The Jets' weakness is defense, particularly in the secondary. As Safety Bill Baird puts it: "When we went into the Super Bowl we had a total of 23 years experience in the defensive backfield. The other day I totted it up and we had only 13." Injuries have taken their toll, and Ewbank harps on it in practice. "Let's not hurt each other, boys." he pleads. But the Jets are hurting. Among others, Linebacker Ralph Baker went out in preseason with a bad knee; Defensive End Verlon Biggs was hurt as were Cornerbacks Randy Beverly and Cornell Gordon; Jim Hudson went out with an injured left knee, only to return and then be lost for the season with a ripped-up right knee. "You lose Hudson, it's like losing half the franchise," says one Jet. "He was the team pusher and the best strong safety in football."
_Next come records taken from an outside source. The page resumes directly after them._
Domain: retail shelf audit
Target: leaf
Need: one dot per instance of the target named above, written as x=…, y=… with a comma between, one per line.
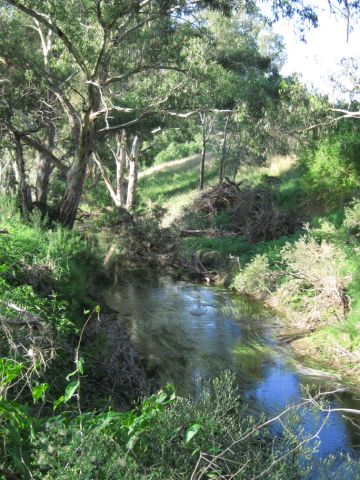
x=71, y=389
x=58, y=402
x=39, y=391
x=80, y=366
x=192, y=431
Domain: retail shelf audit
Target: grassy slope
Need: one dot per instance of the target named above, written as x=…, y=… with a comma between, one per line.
x=174, y=184
x=175, y=188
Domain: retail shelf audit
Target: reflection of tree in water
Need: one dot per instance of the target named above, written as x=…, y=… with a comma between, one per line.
x=251, y=358
x=187, y=334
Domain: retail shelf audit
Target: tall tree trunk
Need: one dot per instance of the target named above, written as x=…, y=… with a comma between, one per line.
x=45, y=166
x=120, y=162
x=45, y=169
x=24, y=190
x=224, y=150
x=133, y=173
x=76, y=176
x=203, y=153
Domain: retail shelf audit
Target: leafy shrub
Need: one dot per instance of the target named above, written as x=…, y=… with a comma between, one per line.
x=333, y=165
x=170, y=437
x=352, y=218
x=255, y=278
x=176, y=151
x=315, y=282
x=9, y=209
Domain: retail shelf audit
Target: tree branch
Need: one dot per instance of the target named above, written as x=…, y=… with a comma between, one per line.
x=31, y=142
x=41, y=18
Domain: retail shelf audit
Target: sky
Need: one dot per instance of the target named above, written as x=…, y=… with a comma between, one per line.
x=325, y=46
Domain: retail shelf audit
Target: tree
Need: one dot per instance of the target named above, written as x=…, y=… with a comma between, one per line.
x=101, y=48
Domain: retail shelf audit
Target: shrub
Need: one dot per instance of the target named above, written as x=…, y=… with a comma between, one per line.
x=170, y=437
x=255, y=278
x=316, y=282
x=352, y=218
x=9, y=209
x=176, y=151
x=333, y=165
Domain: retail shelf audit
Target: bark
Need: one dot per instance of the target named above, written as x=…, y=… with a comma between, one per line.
x=120, y=172
x=224, y=150
x=117, y=193
x=25, y=193
x=45, y=165
x=203, y=152
x=207, y=124
x=76, y=176
x=45, y=168
x=202, y=167
x=133, y=173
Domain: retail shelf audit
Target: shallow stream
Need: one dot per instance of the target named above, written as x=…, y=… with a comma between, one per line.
x=189, y=333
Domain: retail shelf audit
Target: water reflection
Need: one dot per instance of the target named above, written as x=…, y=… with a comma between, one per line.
x=189, y=333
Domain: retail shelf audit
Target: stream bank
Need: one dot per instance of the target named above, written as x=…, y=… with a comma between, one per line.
x=187, y=334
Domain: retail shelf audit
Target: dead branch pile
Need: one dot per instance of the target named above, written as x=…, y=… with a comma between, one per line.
x=25, y=335
x=115, y=361
x=217, y=199
x=268, y=223
x=252, y=211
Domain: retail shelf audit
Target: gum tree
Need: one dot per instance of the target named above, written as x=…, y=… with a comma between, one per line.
x=98, y=50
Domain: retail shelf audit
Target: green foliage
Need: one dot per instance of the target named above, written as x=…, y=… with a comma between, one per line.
x=333, y=164
x=255, y=278
x=164, y=438
x=352, y=218
x=176, y=151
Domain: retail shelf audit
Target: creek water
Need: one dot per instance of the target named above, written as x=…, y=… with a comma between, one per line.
x=188, y=334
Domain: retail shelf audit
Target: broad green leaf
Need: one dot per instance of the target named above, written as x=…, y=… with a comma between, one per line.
x=39, y=391
x=58, y=402
x=71, y=389
x=192, y=431
x=80, y=366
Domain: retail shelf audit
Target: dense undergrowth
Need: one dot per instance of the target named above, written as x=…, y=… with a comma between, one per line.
x=52, y=424
x=311, y=274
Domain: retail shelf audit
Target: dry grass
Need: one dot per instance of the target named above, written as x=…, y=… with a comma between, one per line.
x=276, y=166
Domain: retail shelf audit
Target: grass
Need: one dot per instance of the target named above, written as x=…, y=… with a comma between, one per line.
x=174, y=185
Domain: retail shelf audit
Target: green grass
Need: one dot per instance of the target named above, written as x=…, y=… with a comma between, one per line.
x=173, y=181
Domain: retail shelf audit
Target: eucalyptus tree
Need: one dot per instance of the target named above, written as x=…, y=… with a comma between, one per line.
x=98, y=50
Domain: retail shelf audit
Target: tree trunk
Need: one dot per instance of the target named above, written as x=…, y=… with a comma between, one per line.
x=120, y=160
x=24, y=190
x=45, y=166
x=224, y=150
x=45, y=169
x=133, y=173
x=76, y=176
x=203, y=152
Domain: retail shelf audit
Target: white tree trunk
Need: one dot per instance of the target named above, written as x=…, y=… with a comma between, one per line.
x=133, y=172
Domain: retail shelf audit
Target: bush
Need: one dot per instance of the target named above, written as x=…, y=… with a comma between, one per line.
x=333, y=165
x=352, y=218
x=315, y=282
x=176, y=151
x=170, y=437
x=256, y=278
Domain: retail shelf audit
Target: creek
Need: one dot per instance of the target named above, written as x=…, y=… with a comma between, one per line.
x=188, y=334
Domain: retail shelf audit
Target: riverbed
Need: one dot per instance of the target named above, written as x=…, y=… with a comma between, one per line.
x=188, y=334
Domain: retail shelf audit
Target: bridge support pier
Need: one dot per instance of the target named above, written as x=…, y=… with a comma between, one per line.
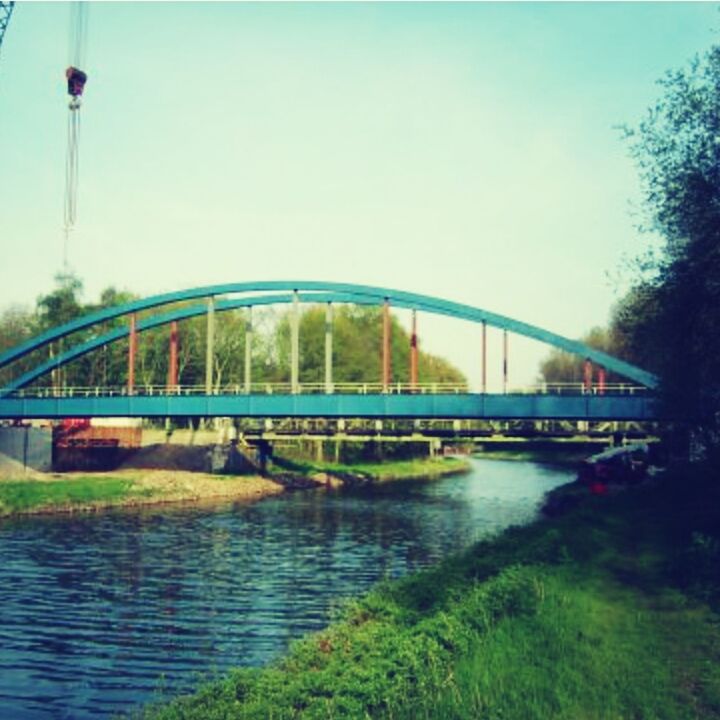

Nonetheless, the Jets are on top and happy-go-lucky. After their final hard workout last week they went to the locker room for a little R & R. Grown, naked men skulked about, carrying cups of ice water, stalking one another for a chilling shot. At one point Namath ducked into Ewbank's office, chortling madly to himself: "John Elliot's been after me for 15 minutes. But he isn't going to get me." Joe had a bucket of ice water in his hand. "Now look here, Joe," said the coach. "I don't mind you throwing cups of that stuff at one another, but buckets is going too far. You better quit it." Said Namath, "Sure, Weeb." A few minutes later someone sloshed a bucket of ice water into the sauna bath, and at least four infuriated Jets charged out looking for revenge. Was it Joe Willie who did the dirty deed? Well, as they say in Flushing, practice makes poifect.